O senhor mencionou a questão da estrutura. Além disso, tem uma questão de deliberação da forma de condução da investigação?

Nós sabemos que a Polícia Civil está defasada em número de pessoas e de estrutura, mas não justifica um inquérito da forma como está sendo feito. Não justifica limitar a fazer um auto de prisão em flagrante e encaminhar para a Justiça, isso aí não adianta porque vai não vai ter condições de provar aquilo em juízo. Muitas vezes a própria polícia chega de diz ‘prisão eu faço todo o dia, não lembro desse fato’. Acabou, absolvido. Se o policial não sabe do fato, quem que vai provar. Então há uma grande quantidade de absolvições em decorrência de uma investigação mal feita.

A influência do inquérito para o julgamento é quase que total pelo que o senhor está dizendo?

Quando anula a prova acabou. A prisão é relaxada.

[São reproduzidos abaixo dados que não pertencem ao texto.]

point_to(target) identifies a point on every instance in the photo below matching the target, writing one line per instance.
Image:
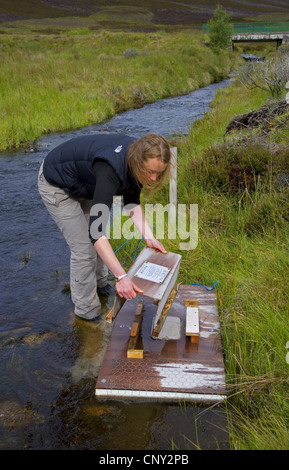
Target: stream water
(49, 358)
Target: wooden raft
(169, 370)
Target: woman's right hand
(127, 289)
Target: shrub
(220, 29)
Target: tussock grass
(78, 77)
(243, 244)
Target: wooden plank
(170, 370)
(173, 187)
(132, 350)
(164, 310)
(192, 320)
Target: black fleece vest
(69, 166)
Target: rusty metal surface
(173, 368)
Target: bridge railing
(258, 27)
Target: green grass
(79, 78)
(243, 244)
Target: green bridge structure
(268, 31)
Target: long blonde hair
(149, 146)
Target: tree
(220, 29)
(270, 75)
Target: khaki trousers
(87, 270)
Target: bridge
(262, 32)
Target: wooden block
(192, 320)
(134, 329)
(134, 354)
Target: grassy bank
(75, 78)
(243, 244)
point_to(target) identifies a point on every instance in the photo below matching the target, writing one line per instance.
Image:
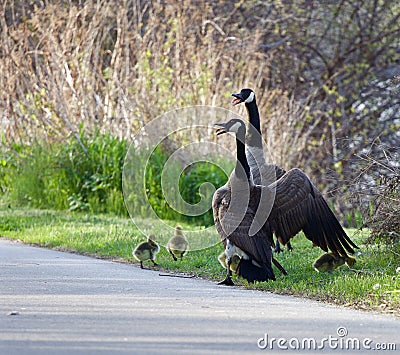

Todas as provas são declaradas nulas e o acusado é absolvido.

Quais as etapas dos fatos que precisam ser seguidas?

Tem mais de um ano e meio que a direção da Polícia Civil encaminhou para os delegados e não vem sendo cumprido. E o quê que é? Em caso de flagrante diligenciar para saber se a pessoa é realmente um traficante. Entrar em contato com a Delegacia Estadual para buscar informações a respeito daquela pessoa, fazer atos de investigação para poder provar que essa situação de mercancia.

O senhor afirma que isso será objeto de uma ação da Promotoria. Qual será esta ação?

Uma Ação Civil Pública com obrigação de fazer para que seja executado, para que seja cumprido o regulamento que a Polícia (Civil) baixou e não vem sendo cumprido.

Com essa Ação Civil Pública que será proposta. O que pode acontecer se não for cumprido?

Pode acarretar para a autoridade, que no caso é o diretor da Polícia Civil, multa afastamento do cargo, uma série de consequências, mas o que nós queremos é evitar a Ação Civil Pública, que o regulamento seja cumprido.